Ainsi, sans nier l’étendue de la compétence de la Commission européenne qui, rappelons-le, peut, en vertu de l’article 25§6 de la directive 95/46/CE, constater le niveau de protection adéquat assuré par un pays tiers à l’Union européenne, l’avocat général indique que « si les autorités nationales de contrôle étaient liées de manière absolue par les décisions adoptées par la Commission, cela limiterait inévitablement leur totale indépendance. ». Cela signifie que la décision de la Commission européenne ne saurait faire obstacle aux missions reconnues aux autorités de contrôle nationales et notamment à leur pouvoir de contrôle de la bonne application de la réglementation conformément à l’article 28 de la directive précitée. En conséquence, la décision du 26 juillet 2000 scellant l’accord sur la sphère de sécurité devrait pouvoir faire l’objet d’un examen par une autorité de contrôle nationale.
L’avocat général a également examiné la validité de la sphère de sécurité en procédant à un contrôle de proportionnalité. Sur ce point, il conclut que l’ingérence dans les droits fondamentaux des citoyens, constituée par le large accès aux données personnelles des citoyens européens dont bénéficient les services de renseignement américains, est disproportionnée dans la mesure où la surveillance n’est absolument ciblée.
Avant le 6 octobre, date à laquelle la Cour de justice de l’Union européenne a rendu son arrêt, l’ambassadeur des États-Unis auprès de l’Union européenne formulait d’ores et déjà quelques regrets. Selon lui, l’avocat général aurait dû prendre en compte l’action du président Obama qui, depuis deux ans, aurait pris des mesures afin que les pratiques des agences américaines de renseignement soient plus transparentes.
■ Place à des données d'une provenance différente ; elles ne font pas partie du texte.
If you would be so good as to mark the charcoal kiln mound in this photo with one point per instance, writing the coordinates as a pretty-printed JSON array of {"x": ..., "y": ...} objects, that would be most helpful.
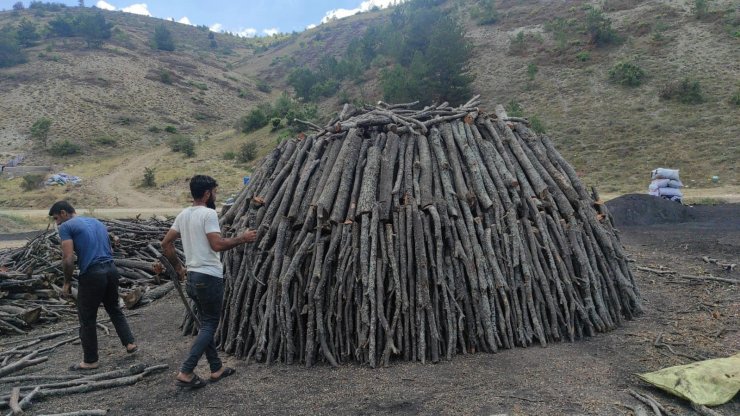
[
  {"x": 402, "y": 234},
  {"x": 644, "y": 209}
]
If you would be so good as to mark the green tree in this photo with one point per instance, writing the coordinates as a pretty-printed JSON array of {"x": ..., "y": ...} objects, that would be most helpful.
[
  {"x": 149, "y": 181},
  {"x": 26, "y": 33},
  {"x": 163, "y": 38},
  {"x": 40, "y": 130},
  {"x": 10, "y": 51},
  {"x": 94, "y": 29},
  {"x": 247, "y": 152}
]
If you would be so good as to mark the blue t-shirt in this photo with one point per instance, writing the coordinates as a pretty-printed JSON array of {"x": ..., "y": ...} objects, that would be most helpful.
[{"x": 90, "y": 239}]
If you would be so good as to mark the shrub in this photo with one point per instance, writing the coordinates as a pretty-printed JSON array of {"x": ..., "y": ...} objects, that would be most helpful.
[
  {"x": 163, "y": 38},
  {"x": 149, "y": 180},
  {"x": 487, "y": 13},
  {"x": 276, "y": 123},
  {"x": 40, "y": 130},
  {"x": 182, "y": 144},
  {"x": 518, "y": 43},
  {"x": 247, "y": 152},
  {"x": 536, "y": 124},
  {"x": 263, "y": 86},
  {"x": 687, "y": 91},
  {"x": 700, "y": 8},
  {"x": 65, "y": 148},
  {"x": 735, "y": 98},
  {"x": 106, "y": 141},
  {"x": 165, "y": 76},
  {"x": 514, "y": 109},
  {"x": 10, "y": 51},
  {"x": 31, "y": 182},
  {"x": 599, "y": 27},
  {"x": 627, "y": 74},
  {"x": 256, "y": 119}
]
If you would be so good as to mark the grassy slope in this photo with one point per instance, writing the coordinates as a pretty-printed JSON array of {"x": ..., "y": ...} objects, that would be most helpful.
[{"x": 613, "y": 135}]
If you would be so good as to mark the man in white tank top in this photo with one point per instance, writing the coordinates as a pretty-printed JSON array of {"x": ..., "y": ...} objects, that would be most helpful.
[{"x": 202, "y": 241}]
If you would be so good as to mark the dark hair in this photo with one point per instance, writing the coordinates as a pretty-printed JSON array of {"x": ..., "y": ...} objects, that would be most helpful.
[
  {"x": 199, "y": 184},
  {"x": 59, "y": 206}
]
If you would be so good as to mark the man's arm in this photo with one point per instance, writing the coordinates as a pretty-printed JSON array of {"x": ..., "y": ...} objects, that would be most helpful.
[
  {"x": 68, "y": 264},
  {"x": 219, "y": 243},
  {"x": 168, "y": 245}
]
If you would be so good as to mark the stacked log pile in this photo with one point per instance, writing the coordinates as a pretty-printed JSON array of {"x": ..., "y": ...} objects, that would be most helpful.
[
  {"x": 395, "y": 233},
  {"x": 30, "y": 276}
]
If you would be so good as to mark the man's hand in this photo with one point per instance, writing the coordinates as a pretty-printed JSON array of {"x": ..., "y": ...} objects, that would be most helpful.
[
  {"x": 182, "y": 273},
  {"x": 249, "y": 236},
  {"x": 67, "y": 290}
]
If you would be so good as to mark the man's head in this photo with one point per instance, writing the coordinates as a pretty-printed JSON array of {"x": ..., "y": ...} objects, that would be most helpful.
[
  {"x": 61, "y": 211},
  {"x": 203, "y": 188}
]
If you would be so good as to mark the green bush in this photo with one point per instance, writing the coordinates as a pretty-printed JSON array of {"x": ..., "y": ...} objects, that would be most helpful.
[
  {"x": 247, "y": 152},
  {"x": 687, "y": 91},
  {"x": 627, "y": 74},
  {"x": 165, "y": 76},
  {"x": 487, "y": 14},
  {"x": 599, "y": 27},
  {"x": 31, "y": 182},
  {"x": 537, "y": 125},
  {"x": 11, "y": 52},
  {"x": 514, "y": 109},
  {"x": 149, "y": 181},
  {"x": 182, "y": 144},
  {"x": 700, "y": 8},
  {"x": 64, "y": 148},
  {"x": 106, "y": 141},
  {"x": 256, "y": 119},
  {"x": 163, "y": 38},
  {"x": 735, "y": 98},
  {"x": 40, "y": 130},
  {"x": 276, "y": 123}
]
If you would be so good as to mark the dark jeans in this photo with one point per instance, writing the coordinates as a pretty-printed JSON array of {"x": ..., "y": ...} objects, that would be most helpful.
[
  {"x": 98, "y": 285},
  {"x": 207, "y": 292}
]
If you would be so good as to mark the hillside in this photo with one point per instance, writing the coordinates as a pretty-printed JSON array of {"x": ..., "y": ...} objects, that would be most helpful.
[{"x": 115, "y": 103}]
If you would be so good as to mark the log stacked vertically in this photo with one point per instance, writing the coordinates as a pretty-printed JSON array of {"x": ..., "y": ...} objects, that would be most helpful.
[{"x": 417, "y": 235}]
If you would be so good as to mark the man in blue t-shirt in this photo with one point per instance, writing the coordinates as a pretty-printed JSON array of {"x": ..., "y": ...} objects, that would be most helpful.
[{"x": 97, "y": 282}]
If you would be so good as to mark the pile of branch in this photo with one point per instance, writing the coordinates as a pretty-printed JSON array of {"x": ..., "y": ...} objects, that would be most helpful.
[
  {"x": 417, "y": 235},
  {"x": 30, "y": 276}
]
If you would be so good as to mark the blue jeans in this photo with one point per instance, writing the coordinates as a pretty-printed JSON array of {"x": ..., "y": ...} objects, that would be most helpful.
[
  {"x": 207, "y": 292},
  {"x": 99, "y": 284}
]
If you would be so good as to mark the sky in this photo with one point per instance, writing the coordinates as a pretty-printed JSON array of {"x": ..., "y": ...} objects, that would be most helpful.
[{"x": 241, "y": 17}]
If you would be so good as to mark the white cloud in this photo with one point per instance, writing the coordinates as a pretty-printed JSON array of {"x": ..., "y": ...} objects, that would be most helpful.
[
  {"x": 364, "y": 7},
  {"x": 138, "y": 8},
  {"x": 105, "y": 6}
]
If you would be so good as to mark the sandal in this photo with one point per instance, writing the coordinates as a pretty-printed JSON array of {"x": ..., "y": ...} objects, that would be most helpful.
[
  {"x": 227, "y": 372},
  {"x": 78, "y": 367},
  {"x": 195, "y": 383}
]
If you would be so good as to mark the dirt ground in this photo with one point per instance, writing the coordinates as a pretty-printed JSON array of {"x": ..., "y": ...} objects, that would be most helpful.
[{"x": 591, "y": 377}]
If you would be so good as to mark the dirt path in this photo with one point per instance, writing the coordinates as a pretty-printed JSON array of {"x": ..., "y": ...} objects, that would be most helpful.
[
  {"x": 587, "y": 377},
  {"x": 117, "y": 186}
]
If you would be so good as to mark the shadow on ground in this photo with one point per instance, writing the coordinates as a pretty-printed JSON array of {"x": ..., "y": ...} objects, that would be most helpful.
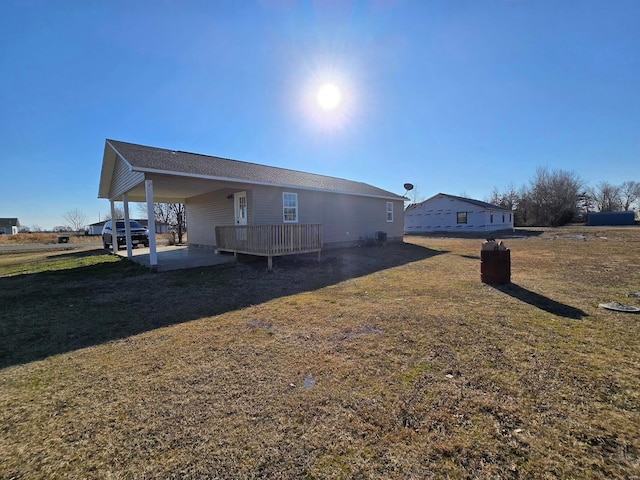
[
  {"x": 541, "y": 302},
  {"x": 64, "y": 310}
]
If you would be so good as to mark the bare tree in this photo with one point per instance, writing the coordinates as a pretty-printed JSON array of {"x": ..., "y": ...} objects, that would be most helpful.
[
  {"x": 629, "y": 194},
  {"x": 605, "y": 197},
  {"x": 552, "y": 197},
  {"x": 76, "y": 219},
  {"x": 173, "y": 214},
  {"x": 509, "y": 198}
]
La décision de la Cour sur la validité du Safe Harbor
La CJUE rappelle en effet que « l’Union est une Union de droit dans laquelle tout acte de ses institutions est soumis au contrôle de la conformité avec, notamment, les traités, les principes généraux du droit ainsi que les droits fondamentaux (…). Les décisions de la Commission (…) ne sauraient donc échapper à un tel contrôle. »
La Cour reconnaît également que « le niveau de protection assuré par un pays tiers est susceptible d’évoluer ». Dès lors, « il incombe à la Commission (…) de vérifier de manière périodique si la constatation relative au niveau de protection adéquat assuré par le pays tiers en cause est toujours justifiée en fait et en droit. ». Et la Cour d’ajouter qu’une « telle vérification s’impose, en tout état de cause, lorsque des indices font naître un doute à cet égard. ».
Les impacts de l’invalidation du Safe Harbor
La suspension du Safe Harbor aurait pour conséquence immédiate de porter un coup d’arrêt au transfert systématique des données personnelles des utilisateurs du réseau social Facebook aux États-Unis. Plus largement, les transferts de données vers les datacenters aux États-Unis auxquels procèdent les grandes entreprises américaines devraient cesser.
Toutefois, rappelons que des outils existent afin de permettre le transfert de données dans des pays tiers à l’Union européenne ne bénéficiant pas d’une décision d’adéquation de la Commission européenne (clauses contractuelles types ou, au sein d’un groupe, des règles internes d’entreprise).
Il convient de rappeler que ces conclusions s’inscrivent dans un mouvement initié en 2013. En novembre 2013, la Commission européenne appelait les États-Unis à rétablir la confiance dans les transferts de données personnelles entre outre-Atlantique. L’Union européenne et les États-Unis s’engageaient ensuite, en mars 2014, à renforcer le cadre juridique de la sphère de sécurité dans une déclaration conjointe.
On peut donc présager que cette affaire influencera les négociations en cours sur la sphère de sécurité. La protection des données personnelles des citoyens européens est solidement renforcée.